Safety leaders should weigh the geopolitical implications of a flagship mannequin from a China-based lab, particularly in regulated industries the place knowledge residency and provenance are strictly audited.
Moreover, the shift towards extra autonomous AI brokers introduces new governance dangers. As fashions transfer from “chat” to “work,” they start to function throughout apps and information autonomously. With out the strong agent-specific permissions and human-in-the-loop high quality gates established by enterprise knowledge leaders, the threat of autonomous error will increase exponentially.
In the end, GLM-5 is a “purchase” for organizations which have outgrown easy copilots and are prepared to construct a really autonomous workplace.
It is for engineers who want to refactor a legacy backend or requires a “self-healing” pipeline that does not sleep.

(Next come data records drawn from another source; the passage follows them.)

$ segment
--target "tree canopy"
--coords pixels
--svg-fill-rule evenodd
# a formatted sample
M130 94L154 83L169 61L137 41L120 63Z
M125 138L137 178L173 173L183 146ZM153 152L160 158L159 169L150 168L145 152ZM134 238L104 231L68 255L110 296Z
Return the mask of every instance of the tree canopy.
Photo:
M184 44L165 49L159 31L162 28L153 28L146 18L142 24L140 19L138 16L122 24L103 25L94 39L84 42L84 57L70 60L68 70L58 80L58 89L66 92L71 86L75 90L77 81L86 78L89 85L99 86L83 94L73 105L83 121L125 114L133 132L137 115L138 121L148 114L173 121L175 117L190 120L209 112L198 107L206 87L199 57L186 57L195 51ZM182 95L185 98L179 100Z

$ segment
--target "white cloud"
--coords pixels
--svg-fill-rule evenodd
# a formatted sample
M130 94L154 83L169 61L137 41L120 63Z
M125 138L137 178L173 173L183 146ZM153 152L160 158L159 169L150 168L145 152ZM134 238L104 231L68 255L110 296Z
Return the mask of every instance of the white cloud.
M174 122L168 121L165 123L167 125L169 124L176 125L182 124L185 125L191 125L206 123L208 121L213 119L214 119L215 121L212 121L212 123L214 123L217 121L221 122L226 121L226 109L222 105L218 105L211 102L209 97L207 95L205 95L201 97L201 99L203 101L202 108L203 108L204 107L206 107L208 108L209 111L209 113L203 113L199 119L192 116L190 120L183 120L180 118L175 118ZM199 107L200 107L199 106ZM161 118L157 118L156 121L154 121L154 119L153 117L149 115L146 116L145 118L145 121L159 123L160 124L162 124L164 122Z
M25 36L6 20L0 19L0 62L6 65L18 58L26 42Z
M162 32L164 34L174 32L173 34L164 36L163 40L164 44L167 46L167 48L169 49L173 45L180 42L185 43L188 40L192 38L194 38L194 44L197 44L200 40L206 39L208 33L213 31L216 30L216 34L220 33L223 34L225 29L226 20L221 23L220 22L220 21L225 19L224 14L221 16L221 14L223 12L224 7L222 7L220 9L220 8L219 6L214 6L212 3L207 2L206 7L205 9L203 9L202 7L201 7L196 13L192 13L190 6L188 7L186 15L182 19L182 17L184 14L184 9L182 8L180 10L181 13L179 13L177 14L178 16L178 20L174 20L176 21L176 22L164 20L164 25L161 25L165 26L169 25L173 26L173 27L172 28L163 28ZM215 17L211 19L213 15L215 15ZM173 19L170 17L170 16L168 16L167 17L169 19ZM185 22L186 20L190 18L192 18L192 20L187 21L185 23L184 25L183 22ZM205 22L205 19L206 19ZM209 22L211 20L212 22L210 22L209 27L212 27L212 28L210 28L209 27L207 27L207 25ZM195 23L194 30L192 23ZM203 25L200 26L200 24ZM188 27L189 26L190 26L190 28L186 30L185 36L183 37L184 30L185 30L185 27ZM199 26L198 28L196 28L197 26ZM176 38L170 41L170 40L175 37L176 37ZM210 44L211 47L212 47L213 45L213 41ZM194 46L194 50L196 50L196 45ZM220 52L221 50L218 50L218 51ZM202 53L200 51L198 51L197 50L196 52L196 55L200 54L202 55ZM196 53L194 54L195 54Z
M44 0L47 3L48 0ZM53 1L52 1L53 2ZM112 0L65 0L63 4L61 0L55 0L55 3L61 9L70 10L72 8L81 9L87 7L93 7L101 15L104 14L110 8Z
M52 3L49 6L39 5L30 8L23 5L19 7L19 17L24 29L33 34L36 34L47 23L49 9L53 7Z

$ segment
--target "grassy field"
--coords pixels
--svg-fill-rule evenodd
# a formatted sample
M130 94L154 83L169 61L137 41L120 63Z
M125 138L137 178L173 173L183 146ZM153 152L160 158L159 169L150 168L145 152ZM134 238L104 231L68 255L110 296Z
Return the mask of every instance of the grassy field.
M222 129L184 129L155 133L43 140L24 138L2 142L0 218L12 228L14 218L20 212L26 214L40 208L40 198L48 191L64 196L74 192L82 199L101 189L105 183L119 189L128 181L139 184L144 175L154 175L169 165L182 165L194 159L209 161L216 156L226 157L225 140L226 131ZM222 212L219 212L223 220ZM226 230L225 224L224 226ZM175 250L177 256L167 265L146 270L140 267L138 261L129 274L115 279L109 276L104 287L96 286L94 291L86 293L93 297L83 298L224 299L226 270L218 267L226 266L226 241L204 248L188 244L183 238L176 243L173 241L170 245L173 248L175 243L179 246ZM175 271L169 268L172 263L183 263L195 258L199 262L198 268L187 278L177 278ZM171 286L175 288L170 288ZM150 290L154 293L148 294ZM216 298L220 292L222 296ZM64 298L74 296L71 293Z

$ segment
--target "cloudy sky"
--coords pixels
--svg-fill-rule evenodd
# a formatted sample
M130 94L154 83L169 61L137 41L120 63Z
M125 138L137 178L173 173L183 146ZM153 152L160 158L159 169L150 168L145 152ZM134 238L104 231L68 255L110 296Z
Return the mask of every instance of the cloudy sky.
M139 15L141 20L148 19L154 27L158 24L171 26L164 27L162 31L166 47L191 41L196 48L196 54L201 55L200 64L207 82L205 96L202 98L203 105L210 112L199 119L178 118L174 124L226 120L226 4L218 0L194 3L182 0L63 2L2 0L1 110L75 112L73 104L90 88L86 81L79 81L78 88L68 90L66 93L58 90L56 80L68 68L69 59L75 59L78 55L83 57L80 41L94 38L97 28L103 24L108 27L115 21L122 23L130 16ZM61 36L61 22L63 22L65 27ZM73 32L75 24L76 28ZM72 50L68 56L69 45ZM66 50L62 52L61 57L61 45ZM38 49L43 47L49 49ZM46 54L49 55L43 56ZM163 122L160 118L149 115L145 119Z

Whereas Western labs proceed to optimize for “Considering” and reasoning depth, Zai is optimizing for execution and scale.
Enterprises that undertake GLM-5 at present are not simply shopping for a less expensive mannequin; they are betting on a future the place the Most worthy AI is the one that may end the challenge with out being requested twice.
Disclaimer: This article is sourced from external platforms. OverBeta has not independently verified the information. Readers are advised to verify details before relying on them.